見えすぎるのはよくない
私は見たくないものは隠すことにした
写真はなにもかもが見えすぎる
見えすぎるのはよくないことだ
現実は、このぐらいの表現で見せるのがちょうどよい
AI KOWADA GALLERY(東京、渋谷)では写真集の刊行と合わせ、コマーシャルフォトグラファーとして活躍する矢吹健巳(b.1982)の写真展、"gengetsu"を開催致します。
矢吹健巳は、写真表現における「見えないもの、隠れているもの」や「無視されているもの」について問い続けてきました。そのテーマのもとで撮影された、50人のアノニマスなモデルたちのポートレート作品シリーズ"gengetsu"が、写真集として発表されます。

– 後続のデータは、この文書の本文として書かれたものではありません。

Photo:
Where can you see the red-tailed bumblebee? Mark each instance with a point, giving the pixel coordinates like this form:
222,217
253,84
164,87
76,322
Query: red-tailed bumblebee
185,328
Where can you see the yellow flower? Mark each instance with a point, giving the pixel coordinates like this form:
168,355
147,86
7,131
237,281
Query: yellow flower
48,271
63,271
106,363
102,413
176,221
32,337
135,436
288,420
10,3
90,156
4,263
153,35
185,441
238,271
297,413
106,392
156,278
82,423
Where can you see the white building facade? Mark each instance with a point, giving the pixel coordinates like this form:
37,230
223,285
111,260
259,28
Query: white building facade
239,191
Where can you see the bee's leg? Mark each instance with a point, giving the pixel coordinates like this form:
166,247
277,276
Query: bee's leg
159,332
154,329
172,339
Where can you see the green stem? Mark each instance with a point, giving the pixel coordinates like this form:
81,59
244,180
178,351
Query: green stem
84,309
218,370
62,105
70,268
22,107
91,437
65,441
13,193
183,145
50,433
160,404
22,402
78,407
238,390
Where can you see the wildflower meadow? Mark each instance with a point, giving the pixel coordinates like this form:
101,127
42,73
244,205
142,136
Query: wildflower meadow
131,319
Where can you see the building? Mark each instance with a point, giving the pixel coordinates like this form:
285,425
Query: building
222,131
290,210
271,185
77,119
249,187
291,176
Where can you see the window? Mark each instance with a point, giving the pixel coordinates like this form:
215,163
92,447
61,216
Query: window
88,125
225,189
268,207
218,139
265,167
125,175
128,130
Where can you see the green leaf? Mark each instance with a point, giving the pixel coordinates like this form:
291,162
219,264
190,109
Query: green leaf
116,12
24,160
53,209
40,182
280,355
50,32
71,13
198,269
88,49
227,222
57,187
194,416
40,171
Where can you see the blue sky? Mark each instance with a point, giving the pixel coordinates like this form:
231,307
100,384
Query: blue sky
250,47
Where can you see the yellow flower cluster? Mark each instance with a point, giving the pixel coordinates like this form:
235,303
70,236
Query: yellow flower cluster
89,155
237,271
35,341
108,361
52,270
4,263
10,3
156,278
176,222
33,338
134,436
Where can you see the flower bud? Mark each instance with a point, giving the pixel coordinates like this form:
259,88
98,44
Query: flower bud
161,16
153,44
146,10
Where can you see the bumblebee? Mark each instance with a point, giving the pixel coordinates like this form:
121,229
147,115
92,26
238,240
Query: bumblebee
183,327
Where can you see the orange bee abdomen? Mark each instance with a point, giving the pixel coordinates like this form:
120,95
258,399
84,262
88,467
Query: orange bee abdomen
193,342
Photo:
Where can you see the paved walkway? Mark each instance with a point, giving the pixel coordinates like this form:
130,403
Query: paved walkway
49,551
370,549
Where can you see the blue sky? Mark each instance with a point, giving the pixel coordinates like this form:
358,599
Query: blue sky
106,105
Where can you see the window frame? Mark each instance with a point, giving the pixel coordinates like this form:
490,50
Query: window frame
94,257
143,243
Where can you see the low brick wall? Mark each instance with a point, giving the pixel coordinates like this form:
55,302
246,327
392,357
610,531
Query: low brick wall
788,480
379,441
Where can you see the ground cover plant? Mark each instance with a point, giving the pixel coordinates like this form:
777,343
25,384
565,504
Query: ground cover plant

"gengetsu"において、矢吹は街中でランダムに声をかけた人々をモデルとし、極めて短い時間で、あえて彼らとの距離を一切縮めず、「赤の他人」というスタンスのまま撮影に臨んでいます。
さらにポラロイドを独自処理したネガフィルムをプリントするという例のみない写真技法を用いて、撮影したモデルたちの顔や体の一部を黒く塗りつぶし、意図的に隠蔽するのです。今回は"gengetsu"シリーズから抜粋、 作品化した展示となります。
「このモデルたちはいったいどんな背景を持ち、どんな顔で、どんな表情をしているのか?」
等身大にプリントされたモデルたちと対峙するインスタレーション。
それは鏡のように我々を投影します。